Planned railway station in Kofu, Yamanashi Prefecture, Japan

The Yamanashi Prefecture Station (山梨県駅, Yamanashi-ken-eki) is the tentative name for a planned station on the Chūō Shinkansen, which will be operated by JR Central. The station will be located in Kōfu, Yamanashi Prefecture.

The station is projected to be completed by 10 December 2031.

== History ==
The planned station's location in Ōtsu-machi, Kōfu was decided in 2011 as requested by Yamanashi Prefecture following consultations with local business organizations. JR Central signed contracts with Meiko Construction, Tekken, and Hayano to construct the station, and the surrounding viaducts on 17 September 2025. The construction is expected to start by the end of 2025, and is planned to be completed by 10 December 2031. Due to construction delays in Shizuoka Prefecture, the station will not be able to officially open for around four years until the entire line opens in 2035.
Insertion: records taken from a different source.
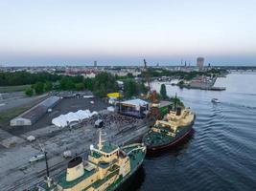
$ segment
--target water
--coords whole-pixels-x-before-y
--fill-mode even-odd
[[[195,134],[175,150],[147,158],[129,190],[256,190],[256,74],[231,74],[226,91],[167,86],[197,114]],[[160,84],[152,86],[159,90]],[[221,103],[213,104],[217,97]]]

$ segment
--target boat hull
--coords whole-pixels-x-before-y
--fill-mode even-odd
[[[147,154],[151,155],[160,151],[168,150],[183,142],[188,137],[193,135],[194,133],[193,124],[194,122],[190,124],[188,127],[186,127],[187,130],[183,132],[182,135],[178,136],[177,138],[175,138],[175,139],[166,144],[153,145],[153,146],[146,144]]]

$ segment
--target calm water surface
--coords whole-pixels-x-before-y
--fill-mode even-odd
[[[196,112],[195,134],[175,150],[147,158],[129,190],[256,190],[256,74],[231,74],[216,86],[226,91],[167,85],[169,96],[177,93]],[[213,97],[221,103],[211,103]]]

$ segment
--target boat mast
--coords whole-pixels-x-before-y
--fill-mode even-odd
[[[50,179],[50,171],[49,171],[49,165],[48,165],[48,158],[47,158],[47,151],[44,147],[41,146],[39,143],[39,146],[41,147],[42,152],[44,153],[44,159],[45,159],[45,166],[46,166],[46,182],[47,186],[51,187],[51,179]]]
[[[102,150],[103,148],[103,143],[102,143],[102,128],[100,128],[99,131],[99,143],[98,143],[99,150]]]

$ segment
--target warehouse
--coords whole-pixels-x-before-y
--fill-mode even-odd
[[[39,104],[34,106],[15,118],[12,118],[10,121],[10,125],[25,126],[34,124],[47,113],[48,109],[52,109],[59,101],[59,96],[50,96],[46,98]]]
[[[136,98],[120,102],[119,113],[135,117],[145,117],[149,112],[149,103]]]

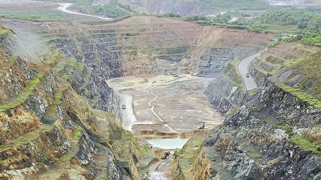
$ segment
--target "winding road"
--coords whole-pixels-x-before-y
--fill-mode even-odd
[[[255,58],[260,56],[262,52],[266,50],[266,49],[265,49],[262,52],[258,52],[255,54],[249,56],[242,60],[238,64],[238,71],[239,72],[239,73],[240,73],[242,78],[243,79],[243,82],[245,84],[247,90],[252,90],[258,87],[256,84],[255,80],[252,76],[251,76],[249,68],[251,66],[251,62],[253,60],[254,60]],[[247,73],[249,73],[250,74],[250,77],[248,78],[246,76]]]
[[[90,17],[97,18],[100,18],[101,20],[113,20],[113,18],[102,18],[102,17],[96,16],[86,14],[82,14],[82,13],[78,13],[78,12],[72,12],[72,11],[70,11],[70,10],[67,10],[67,8],[68,8],[69,6],[70,6],[70,5],[72,4],[72,3],[58,3],[58,4],[60,5],[60,6],[57,9],[58,10],[61,10],[61,11],[73,14],[78,14],[78,15],[85,16],[90,16]]]
[[[169,164],[173,161],[174,152],[170,152],[170,155],[166,160],[161,160],[159,162],[152,165],[149,168],[148,176],[150,180],[167,180],[164,172]]]
[[[161,118],[160,118],[158,115],[156,114],[156,112],[155,112],[155,111],[154,111],[154,108],[155,108],[155,106],[152,104],[152,102],[153,102],[153,101],[154,101],[157,98],[158,98],[158,96],[157,95],[156,95],[156,94],[152,93],[152,92],[149,92],[149,90],[153,88],[154,88],[156,86],[152,86],[152,88],[149,88],[147,91],[147,93],[149,93],[151,94],[153,94],[155,96],[155,98],[154,98],[153,100],[152,100],[151,101],[149,102],[148,102],[148,105],[150,106],[151,106],[151,110],[152,111],[152,112],[153,112],[153,114],[154,114],[154,115],[155,115],[158,120],[160,120],[161,122],[164,122],[164,120],[162,120]],[[177,133],[178,134],[178,138],[179,138],[179,136],[180,136],[180,133],[177,132],[176,130],[173,130],[172,128],[171,128],[169,126],[168,126],[167,124],[164,124],[164,125],[165,126],[166,126],[166,127],[168,128],[169,129],[169,130],[171,130],[172,132],[175,132],[175,133]]]

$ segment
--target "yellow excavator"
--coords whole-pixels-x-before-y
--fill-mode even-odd
[[[169,156],[169,154],[170,154],[170,152],[164,152],[164,154],[162,155],[161,158],[162,158],[162,160],[166,160],[167,158],[167,157]]]

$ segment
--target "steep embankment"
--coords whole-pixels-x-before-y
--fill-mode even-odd
[[[92,4],[103,5],[109,2],[97,0],[94,1]],[[208,8],[208,6],[193,0],[120,0],[118,2],[129,6],[138,12],[152,14],[171,12],[185,16],[190,14],[214,14],[213,8]]]
[[[319,82],[318,49],[279,44],[254,62],[262,86],[256,93],[243,93],[238,102],[231,100],[235,94],[223,97],[235,103],[199,148],[201,153],[190,165],[194,179],[320,178],[321,110],[314,93]],[[216,84],[223,90],[237,82],[234,70],[226,70],[226,82]],[[209,94],[214,100],[222,98],[218,94]]]
[[[155,16],[97,25],[3,18],[3,22],[40,34],[51,48],[86,64],[85,74],[73,74],[72,86],[93,107],[107,110],[112,106],[112,94],[106,80],[185,70],[212,76],[273,37]]]
[[[23,60],[20,38],[0,28],[0,178],[140,179],[131,134],[68,82],[84,64],[50,50]]]

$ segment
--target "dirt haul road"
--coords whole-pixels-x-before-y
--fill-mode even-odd
[[[211,80],[184,74],[126,76],[106,82],[119,99],[124,128],[134,135],[142,130],[178,134],[197,130],[203,122],[206,128],[222,123],[223,117],[203,93]]]
[[[266,49],[255,54],[250,56],[242,60],[238,64],[238,71],[243,79],[246,90],[252,90],[258,87],[257,85],[256,85],[256,82],[255,82],[254,78],[252,77],[250,72],[249,68],[251,66],[251,62],[252,62],[255,58],[260,56],[261,52],[265,50],[266,50]],[[246,76],[247,73],[249,73],[249,77]]]
[[[68,8],[69,6],[70,6],[70,5],[72,4],[72,3],[58,3],[58,4],[59,5],[60,5],[60,6],[57,9],[58,10],[61,10],[61,11],[73,14],[74,14],[86,16],[90,16],[90,17],[94,17],[94,18],[100,18],[101,20],[113,20],[113,18],[102,18],[102,17],[96,16],[86,14],[82,14],[82,13],[78,13],[78,12],[72,12],[72,11],[70,11],[70,10],[67,10],[67,8]]]

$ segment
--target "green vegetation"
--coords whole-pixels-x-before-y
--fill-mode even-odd
[[[4,111],[8,108],[15,107],[26,100],[44,76],[43,74],[39,74],[30,80],[24,90],[20,93],[19,97],[13,101],[0,105],[0,111]]]
[[[62,156],[58,160],[59,162],[59,164],[63,165],[66,163],[69,162],[73,157],[76,156],[77,152],[78,152],[78,150],[79,148],[78,142],[79,138],[81,136],[81,132],[82,132],[82,128],[79,126],[76,126],[73,132],[72,136],[72,140],[71,140],[71,147],[70,150],[69,150],[65,154]]]
[[[301,74],[305,78],[299,87],[293,88],[281,84],[282,88],[321,108],[321,50],[299,60],[287,62],[285,65],[292,70],[292,76]]]
[[[208,8],[228,8],[240,10],[264,10],[269,6],[263,0],[195,0]]]
[[[104,4],[103,7],[105,8],[106,16],[109,18],[116,18],[127,15],[126,11],[117,7],[113,4]]]
[[[203,143],[204,137],[197,136],[189,139],[184,145],[181,150],[175,152],[174,156],[178,160],[179,166],[184,172],[184,176],[191,177],[192,163],[197,156],[197,149]]]
[[[304,92],[299,88],[295,88],[281,84],[279,84],[279,85],[282,89],[292,94],[302,100],[308,102],[315,108],[321,108],[321,100],[315,98],[310,94]]]
[[[40,125],[40,127],[36,130],[28,132],[13,140],[9,141],[5,144],[0,146],[0,150],[8,148],[18,147],[27,144],[31,140],[39,138],[42,133],[51,131],[52,130],[52,125],[42,124]]]
[[[78,10],[82,13],[89,12],[112,18],[126,16],[129,14],[136,14],[129,6],[123,4],[117,0],[111,0],[103,6],[100,4],[91,6],[92,2],[92,0],[76,0],[70,6],[70,8]],[[104,22],[105,22],[105,21]]]
[[[0,16],[8,18],[31,20],[36,22],[51,20],[71,20],[70,14],[58,10],[45,9],[40,10],[2,10],[0,9]],[[0,30],[0,34],[1,30]]]
[[[54,97],[54,100],[52,104],[50,106],[48,110],[46,112],[46,116],[50,118],[56,118],[56,110],[62,102],[61,98],[62,98],[62,92],[56,92]]]
[[[183,20],[196,22],[201,25],[232,28],[260,32],[270,32],[280,36],[284,34],[295,34],[281,42],[299,41],[321,46],[321,8],[269,8],[265,12],[228,12],[215,16],[202,15],[186,16]],[[230,22],[232,18],[238,20]]]
[[[224,77],[224,78],[225,78],[227,80],[228,80],[229,81],[229,82],[231,82],[231,84],[233,84],[234,86],[241,86],[241,84],[240,83],[236,82],[235,80],[233,80],[232,79],[230,78],[230,77],[228,76],[227,76],[227,74],[226,74],[224,72],[221,72],[221,74],[222,74],[222,76],[223,77]]]
[[[290,125],[285,125],[279,122],[274,127],[285,131],[289,136],[291,141],[303,150],[309,151],[315,155],[321,155],[321,144],[315,143],[307,138],[302,137],[293,132],[293,128]]]

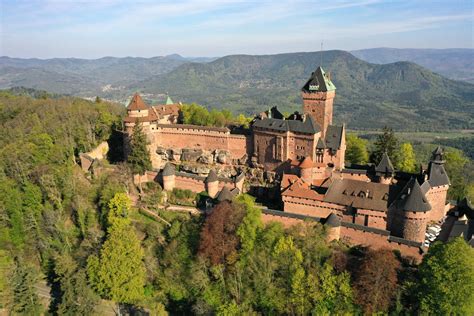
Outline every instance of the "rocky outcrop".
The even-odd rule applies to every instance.
[[[216,149],[214,156],[215,161],[220,164],[228,164],[231,161],[230,153],[227,150]]]
[[[202,149],[183,148],[181,151],[181,161],[196,162],[202,154]]]

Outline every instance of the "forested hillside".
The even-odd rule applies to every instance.
[[[446,65],[445,60],[454,58],[444,58],[441,51],[430,57],[432,64]],[[397,56],[405,55],[388,60],[400,60]],[[460,59],[469,69],[468,59]],[[299,89],[322,63],[337,86],[336,121],[349,128],[373,130],[389,125],[433,131],[474,127],[474,85],[428,70],[434,66],[376,65],[344,51],[326,51],[322,56],[320,52],[231,55],[208,62],[211,60],[179,55],[96,60],[0,57],[0,88],[24,86],[120,102],[137,91],[153,102],[163,102],[169,94],[175,101],[253,115],[275,105],[284,111],[300,110]]]
[[[463,239],[434,244],[418,266],[388,250],[328,243],[319,223],[264,225],[247,195],[190,215],[164,210],[158,184],[139,195],[126,163],[84,173],[78,154],[110,140],[122,111],[0,94],[0,312],[474,312],[474,250]]]
[[[453,80],[474,82],[474,49],[370,48],[350,52],[369,63],[411,61]]]
[[[131,90],[167,91],[182,101],[246,114],[275,105],[294,111],[301,110],[300,88],[320,63],[321,53],[226,56],[207,64],[182,65]],[[322,63],[337,87],[335,119],[350,128],[474,126],[474,85],[413,63],[369,64],[343,51],[324,52]]]

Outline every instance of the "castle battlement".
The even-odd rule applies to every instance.
[[[332,124],[336,87],[330,75],[318,67],[301,96],[302,113],[285,117],[276,107],[270,108],[256,115],[245,134],[232,134],[226,127],[180,124],[179,104],[148,106],[138,94],[127,107],[124,124],[128,134],[135,124],[142,124],[153,168],[163,169],[160,181],[167,191],[190,189],[229,198],[236,190],[242,192],[244,179],[242,175],[237,187],[211,173],[207,178],[176,173],[169,161],[246,165],[281,177],[285,214],[344,223],[334,226],[338,228],[331,230],[331,239],[362,242],[368,234],[387,232],[372,240],[378,246],[420,246],[427,225],[439,222],[448,210],[450,183],[442,150],[433,153],[427,170],[414,174],[397,172],[386,154],[377,165],[346,168],[345,126]]]

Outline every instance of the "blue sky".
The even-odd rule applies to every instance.
[[[473,1],[0,0],[0,55],[223,56],[473,47]]]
In February 2026, NHK reported that a ceremony to mark the start of station construction would be held the following month, with Yamanashi Prefecture Governor Kotaro Nagasaki in attendance.

== Details ==
The planned station will be elevated, with four tracks and two island platforms. The station will only be served by the Chūō Shinkansen, located about 3 km away from the nearby Koikawa Station on the Minobu Line. There is a plan to connect the station to the Chūō Expressway by an interchange, and shuttle buses will connect the station to Koikawa Station and Kōfu Station.